Depending on where the authorities source the outstanding number, the threshold requirement of (.005 x O/S) would be something on the order of 400,000 shares. That's a pretty big number given that daily volume itself hasn't exceeded 100,000 shares since 6/7. (Volume was notably higher from 6/4 thru 6/7.....I saw no non-tweeted news during that period.)
JBI first appeared on the list on 6/18......I believe that that means that fails first exceeded ~400,000 on 6/11. I believe that those are settlement dates, so the first trade date that included fails that pushed the magic number over 400,000 was 6/8, a day on which volume totaled 71,547 shares. http://ih.advfn.com/p.php?pid=historical&symbol=JBII
Would short trades be represented in that volume total just as any "regular" trades would be?

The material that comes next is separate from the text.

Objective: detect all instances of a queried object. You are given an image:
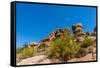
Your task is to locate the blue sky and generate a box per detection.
[16,3,96,47]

Related to an earlier post: I've heard reports that certain companies have failed to provide the needed documentation for the removal of a legend with some regularity. In fact this company was sued by a shareholder for such a failure, although I'm not sure whether the suit was successful. Per the 2010 10-K: "In September 2010, an investor filed a lawsuit against the Company for failure to timely remove restrictive legends from his shares in the Company. The outcome of this claim is not determinable at the time of issue of these consolidated financial statements and the costs, if any, will be charged to income in the period(s) in which they are reasonably determinable." There was no mention of the above suit in the subsequent 10-K. I'm guessing that the suit was based on a drop in the pps during the period in which the legends weren't removed, versus a suit to effect the removal of the legends, but I don't know. Anyway, as I understand it, such delays DO occur. Is it typical for a broker to allow the sale of such shares, given that they are aware that the required time period has expired to allow removal of the legend? Or do they typically wait for the proper documentation? Given that this causes a FTD and is presumably a FINRA violation (You are suggesting that this is legal...is it?: "In the case where a client is given the okay to sell prior to the brokerage receiving "clean certs") I would expect the latter, so I'm wondering if you have a sense of the frequency with which this might occur? Is this just a theoretically feasible explanation for JBI's presence on the threshold list, or is it really reasonable to think that a broker would essentially allow a target to be painted on their back this way?